There was more to the Australia vs New Zealand tie than just sizzling cricket
Auckland: There was buzz. It was on the flight in to Auckland from Melbourne. It was in the airport with images of Kiwi cricketers staring at you from the walls and ATM screens. It was in the restaurant during breakfast. The city had taken on a festive look with beige shirts and green & gold shuffling in the CBD. Hours before the game, people with face paints and noisemakers streamed in to Eden Park to their seats to watch the resumption of the Trans-Tasman rivalry.
Tim Helm (right) with Kiwi friend Mel and Aussie mate Chris at Eden Park in Auckland on Saturday
The 40,000 in the stands were treated to a nail-biting classic, engineered by some high quality fast bowling from both New Zealand and Australia, both considered tournament favorites by many, in a low scoring thriller. The batsmen -- apart from the serene Kane Williamson who has all the makings of a modern day great -- was a bit of a hit and miss.
Australia choosing to bat first were undone by the brand of cricket they want to play. They have been screaming it from the rooftops for everyone to hear. “Aggressive Cricket”. In a small ground with short straight boundaries on a true pitch, Australians stuck to their script and got off to a rousing start. Once the clamps were put on by the wily Daniel Vettori, Trent Boult put on a terrific display of swing bowling at pace. Australia had no answer. In his second spell, at one point, Boult had figures of 5 for 3. That's positively Ambrose-esque or Walsh-ish. Australians didn't help their own cause by playing injudicious shots at inopportune times and were bundled out for 151.

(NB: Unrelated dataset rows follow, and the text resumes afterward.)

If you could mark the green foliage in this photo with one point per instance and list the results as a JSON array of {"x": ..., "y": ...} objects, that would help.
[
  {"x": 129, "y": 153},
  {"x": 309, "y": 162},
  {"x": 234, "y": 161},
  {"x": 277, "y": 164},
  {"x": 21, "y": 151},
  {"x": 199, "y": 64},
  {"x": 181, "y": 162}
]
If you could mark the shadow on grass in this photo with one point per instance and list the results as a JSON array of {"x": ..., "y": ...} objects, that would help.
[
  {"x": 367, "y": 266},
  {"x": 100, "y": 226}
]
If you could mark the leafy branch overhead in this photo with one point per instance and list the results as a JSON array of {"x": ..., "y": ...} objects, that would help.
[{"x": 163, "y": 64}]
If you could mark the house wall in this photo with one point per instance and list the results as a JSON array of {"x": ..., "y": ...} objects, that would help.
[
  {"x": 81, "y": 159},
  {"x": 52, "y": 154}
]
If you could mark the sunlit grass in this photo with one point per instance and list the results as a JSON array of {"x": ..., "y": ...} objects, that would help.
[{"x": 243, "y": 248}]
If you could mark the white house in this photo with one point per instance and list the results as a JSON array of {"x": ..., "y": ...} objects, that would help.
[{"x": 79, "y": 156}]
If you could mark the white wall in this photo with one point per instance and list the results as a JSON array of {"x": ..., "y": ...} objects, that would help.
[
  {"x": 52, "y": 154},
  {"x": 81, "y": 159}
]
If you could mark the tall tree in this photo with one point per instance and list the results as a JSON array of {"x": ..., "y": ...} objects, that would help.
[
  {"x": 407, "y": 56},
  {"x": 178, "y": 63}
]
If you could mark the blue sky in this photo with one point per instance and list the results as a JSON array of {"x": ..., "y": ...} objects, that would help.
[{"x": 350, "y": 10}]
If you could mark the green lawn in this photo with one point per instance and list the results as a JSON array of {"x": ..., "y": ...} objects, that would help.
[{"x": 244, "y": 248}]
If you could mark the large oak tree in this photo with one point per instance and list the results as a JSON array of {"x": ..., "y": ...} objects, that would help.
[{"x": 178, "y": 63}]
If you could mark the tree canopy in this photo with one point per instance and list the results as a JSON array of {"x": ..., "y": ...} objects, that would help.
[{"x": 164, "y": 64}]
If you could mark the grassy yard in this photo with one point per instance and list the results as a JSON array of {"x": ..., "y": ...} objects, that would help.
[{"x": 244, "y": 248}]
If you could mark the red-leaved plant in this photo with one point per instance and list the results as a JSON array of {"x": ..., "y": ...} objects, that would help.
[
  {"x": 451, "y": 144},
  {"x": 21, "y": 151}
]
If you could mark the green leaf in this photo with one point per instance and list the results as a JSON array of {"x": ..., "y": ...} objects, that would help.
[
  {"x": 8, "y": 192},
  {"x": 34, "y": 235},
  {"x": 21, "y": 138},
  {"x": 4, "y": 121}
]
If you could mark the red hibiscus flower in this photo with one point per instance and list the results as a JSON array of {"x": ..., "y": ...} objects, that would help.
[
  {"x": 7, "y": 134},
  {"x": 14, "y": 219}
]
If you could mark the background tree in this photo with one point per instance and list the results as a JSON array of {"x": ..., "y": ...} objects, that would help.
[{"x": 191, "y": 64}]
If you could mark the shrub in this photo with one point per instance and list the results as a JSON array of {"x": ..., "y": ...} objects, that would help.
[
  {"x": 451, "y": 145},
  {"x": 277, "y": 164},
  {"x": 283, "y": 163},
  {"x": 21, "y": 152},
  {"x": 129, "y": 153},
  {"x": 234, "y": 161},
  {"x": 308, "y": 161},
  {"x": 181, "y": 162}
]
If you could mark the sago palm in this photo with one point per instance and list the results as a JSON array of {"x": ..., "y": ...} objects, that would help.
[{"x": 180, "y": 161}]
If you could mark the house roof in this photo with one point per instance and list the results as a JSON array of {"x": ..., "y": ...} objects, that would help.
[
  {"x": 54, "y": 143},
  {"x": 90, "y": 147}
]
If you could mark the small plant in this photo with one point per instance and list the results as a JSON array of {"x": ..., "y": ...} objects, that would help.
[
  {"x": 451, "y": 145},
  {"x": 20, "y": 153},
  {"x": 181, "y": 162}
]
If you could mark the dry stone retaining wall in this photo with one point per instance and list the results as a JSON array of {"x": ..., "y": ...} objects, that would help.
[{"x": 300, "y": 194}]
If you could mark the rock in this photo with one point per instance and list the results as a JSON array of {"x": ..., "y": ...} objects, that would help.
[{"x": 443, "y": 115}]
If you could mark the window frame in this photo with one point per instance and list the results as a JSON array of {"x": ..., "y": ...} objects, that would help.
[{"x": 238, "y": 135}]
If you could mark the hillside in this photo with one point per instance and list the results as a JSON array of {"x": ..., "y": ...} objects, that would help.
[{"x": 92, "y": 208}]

Tim Helm, Kiwi living in Melbourne, had flown home along with Kiwi friend Mel, and Aussie mate Chris, just for this game. They couldn't have asked for a better first half to the match. “To bowl the Aussies out for 151 was an unbelievable achievement... The fans around us were giggling like children at the implausibility of it all. Against England, maybe, but Australia?” says Tim.
The hated rivals -- on the field only, of course -- has been squelched for a score that definitely wouldn't put their home side's batting depth to the test. Surely?
Tim explained the implausibility of the Aussie comeback. “There must have been 3 or 4 points in this game - like with the Aussies at 100/9, or when McCullum cracked his 50, or when Williamson and Anderson were going strong - where we thought: there is no way we can lose it from here. You wouldn't have backed Australia at 100-to-1 odds.”
Mitchell Starc -- now reprising the role of Boult earlier -- cleaned up the out of form Ross Taylor to leave the match tantalisingly poised at the interval. Another wicket at resumption and Tim's fears were becoming more real with seemingly every passing over. He remembers too many scars as a NZ fan from the Aussies. “But still, any Kiwi cricket fan older than about 10 years old has learnt from bitter experience that the NZ team can break your heart, especially against Australia.”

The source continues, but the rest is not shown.